Auch bei Suiziden verzeichnet das Land, das als eines der zufriedensten gelten sollte, eine für die Region erstaunlich hohe Rate. Und das, obwohl beispielsweise die Schere zwischen Arm und Reich in Uruguay weit weniger auseinanderklafft als beispielsweise in Brasilien. Zwei Drittel der Bevölkerung gelten als der Mittelschicht zugehörig, ein solides gesellschaftliches Fundament.

Große politische Linien sind parteiübergreifend unstrittig

Die politische Kultur des Landes ist recht entspannt. Nicht nur ist das Parlamentsgebäude in Montevideo Besuchern ohne Voranmeldung frei zugänglich – man kann es ohne Kontrollen oder Anmeldung betreten. Auch im Diskurs geht es sehr gesittet zu.

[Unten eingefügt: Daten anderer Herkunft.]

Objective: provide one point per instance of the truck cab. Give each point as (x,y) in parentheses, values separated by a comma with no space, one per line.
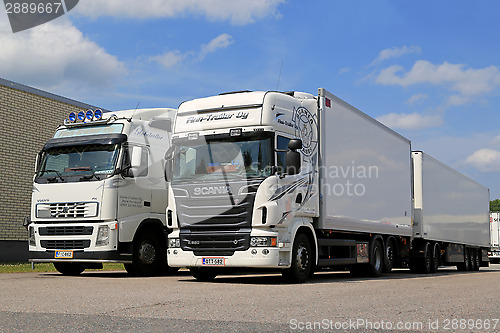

Als der Stadt Montevideo im Jahr 2023, befeuert vom Wetterphänomen La Niña, das Trinkwasser auszugehen drohte, räumte der frühere Präsident José "Pepe" Mujica (2010 bis 2015) in einem Interview politische Versäumnisse ein. "Manchmal machen wir einen Fehler, wenn es um Prioritäten geht. Wir hätten das Wasserproblem schon viel früher angehen sollen", sagte Mujica in einer im Fernsehen übertragenen Stellungnahme laut "Bloomberg".

Mujica tat dies stellvertretend für alle uruguayischen Regierungschefs der letzten Jahrzehnte – ohne dafür öffentlich und medial zerrissen zu werden. Die Anekdote steht exemplarisch für den politischen Grundkonsens, der in vielen Politikfeldern herrscht. Egal ob rechtsgeführte oder linke Regierung: Die großen Linien werden von beiden Lagern verfolgt. Wobei die politische Landschaft weit weniger polarisiert ist als das zurzeit etwa in Europa zu beobachten ist, aber natürlich auch bei den Nachbarn in Argentinien und Brasilien.

Und wenn ein Vergleich zwischen der Schweiz und Uruguay überhaupt in einem Bereich Sinn ergibt, dann wohl am ehesten in Sachen Fußball. Zumindest in der aktuellen Fifa-Weltrangliste rangieren die beiden eng beieinander: Uruguay belegt aktuell den 15. Platz – übrigens vor Deutschland –, während die Schweiz Rang 19. Belegt.